Bugün dijital medya sayesinde tüketicilere çok daha kolay ve etkili bir şekilde ulaşılabiliyor. Akıllı telefonunuzdaki termometre 35 dereceyi gösterdiğinde gelen dondurma reklamı mesajı ya da hava -5 dereceyi gösterdiğinde uzman doktorların olduğu hastaneleri gösteren reklam içerikli mesajlar bu durumu anlatmak için sadece birer örnek…
Sosyal medyanın pazarlama üzerindeki etkisini anlamak için ise çok uzaklara değil, hemen gözünüzün önündeki akıllı telefonunuza bakmanız yeterli. Örneğin bir çikolata firmasının ürünlerinden Twitter ve Facebook üzerinde 164.642 defa bahsedilmesi ve bunun %73’nün pozitif olması bu firma için çok önemli bir gösterge olabilir. Ya da rakibiniz ile ilgili haberlerin sizden çok daha fazla ilgi görüyor olması tehlike çanlarının çaldığına işaret ediyor olabilir. Bu durum bize pazarlamacıların neden paniklediğini çok daha iyi anlatıyor.
Mesajları uzay boşluğuna bırakma devri bitti
Pazarlamanın nerede başlayıp nerede bittiğini bilmek artık çok zor… Örneğin Nike, kendisini anlatmak için tam 21 bin yol kullandığını ifade ediyor. Artık mesajları boşluğa bırakma zamanı değil, müşterinin elçisi gibi davranma zamanı çoktan geldi. Kesintisiz iletişim ve muhabbet yeni nesil pazarlamacıların en önemli görevleri arasında yer almak zorunda. Sosyal medya ve popüler kültür, veri bulmayı oldukça kolaylaştırıyor. Analiz edip, sonuç almak zor değil. Fakat bu durum, sürekli takip baskısı altında olan pazarlamacıların verimliliklerini de düşürebilir. Bu sebeple yeni nesil pazarlamacılar, selefleri kadar yaratıcı ve ilham verici fikirlere imza atamayabilir!

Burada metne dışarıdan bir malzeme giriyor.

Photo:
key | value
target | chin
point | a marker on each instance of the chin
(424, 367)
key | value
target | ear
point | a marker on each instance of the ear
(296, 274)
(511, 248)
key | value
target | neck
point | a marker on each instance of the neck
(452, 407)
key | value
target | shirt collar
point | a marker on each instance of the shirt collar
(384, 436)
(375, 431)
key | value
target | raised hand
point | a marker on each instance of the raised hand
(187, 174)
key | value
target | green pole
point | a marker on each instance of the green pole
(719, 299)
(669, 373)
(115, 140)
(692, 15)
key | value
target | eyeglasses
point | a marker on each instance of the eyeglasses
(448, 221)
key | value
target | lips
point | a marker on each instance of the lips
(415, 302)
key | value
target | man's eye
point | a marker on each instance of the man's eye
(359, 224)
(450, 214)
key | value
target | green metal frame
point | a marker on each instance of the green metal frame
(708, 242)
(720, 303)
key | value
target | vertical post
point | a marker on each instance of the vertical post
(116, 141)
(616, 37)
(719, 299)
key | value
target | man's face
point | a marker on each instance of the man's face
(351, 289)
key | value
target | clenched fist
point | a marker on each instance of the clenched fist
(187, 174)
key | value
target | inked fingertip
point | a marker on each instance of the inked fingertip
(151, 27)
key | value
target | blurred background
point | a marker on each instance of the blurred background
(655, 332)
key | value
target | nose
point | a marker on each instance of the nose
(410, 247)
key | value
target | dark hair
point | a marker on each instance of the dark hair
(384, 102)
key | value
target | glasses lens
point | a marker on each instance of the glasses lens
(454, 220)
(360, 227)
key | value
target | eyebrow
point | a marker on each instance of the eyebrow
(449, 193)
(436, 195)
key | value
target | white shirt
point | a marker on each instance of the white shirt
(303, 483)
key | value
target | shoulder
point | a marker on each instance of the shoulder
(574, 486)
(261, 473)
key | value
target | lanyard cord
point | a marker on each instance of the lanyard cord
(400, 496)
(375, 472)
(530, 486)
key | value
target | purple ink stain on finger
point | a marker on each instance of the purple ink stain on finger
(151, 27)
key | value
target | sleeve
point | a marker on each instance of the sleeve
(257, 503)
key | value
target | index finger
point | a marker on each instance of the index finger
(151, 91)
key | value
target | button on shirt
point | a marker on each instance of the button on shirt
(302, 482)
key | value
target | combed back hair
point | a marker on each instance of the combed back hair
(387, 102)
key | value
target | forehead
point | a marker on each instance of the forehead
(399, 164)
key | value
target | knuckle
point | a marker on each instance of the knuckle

Diğer taraftan sosyal mecrada yürütülecek pazarlama çalışmalarında da çok fazla dikkatli olunması gerekiyor. İki ucu keskin bir bıçak gibi olan müşteriye saygı kavramı, dijital mecrada daha da tehlikeli hale gelebiliyor. Evinde kanepede oturmuş birisinin fiyat karşılaştırmaları ya da araştırmalar yaparak bir markayı yerden yere vurması bugün için çok kolay. Pazarlamacıların, kullanıcıların kalitesiz ve özensiz davranışlarına hem müsaade etmemeleri hem de bu süreci çok iyi yönetmeleri gerekiyor. Örneğin bir markanın palmiye yağı kullanarak yağmur ormanlarını yok ettiği iddiası doğru bile olmasa iyi bir süreç yönetimi gerektiriyor. Müşterileri ile daha derin ve karlı ilişkiler kurmak isteyen markalar, hem onların fikirlerinden yararlanmayı hem de kendi markalarını korumayı aynı anda yürütmek zorundalar…
Dijital dönüşümün yaşandığı bugünlerde artık reklamdan değil iyi ya da kötü içerikten söz etmek daha büyük bir anlam ifade ediyor. İçerik; akıllı telefona ayrı, internete ayrı, televizyona ayrı bir şekilde kurgulanırken hedef kitlenin davranış biçimlerinin de dikkate alınması gerekiyor. Pazarlama artık dört duvar arasında kampanyalar üretmekten değil, tüketiciyi daha fazla dinlemek ve iletişim kurmak anlamına geliyor.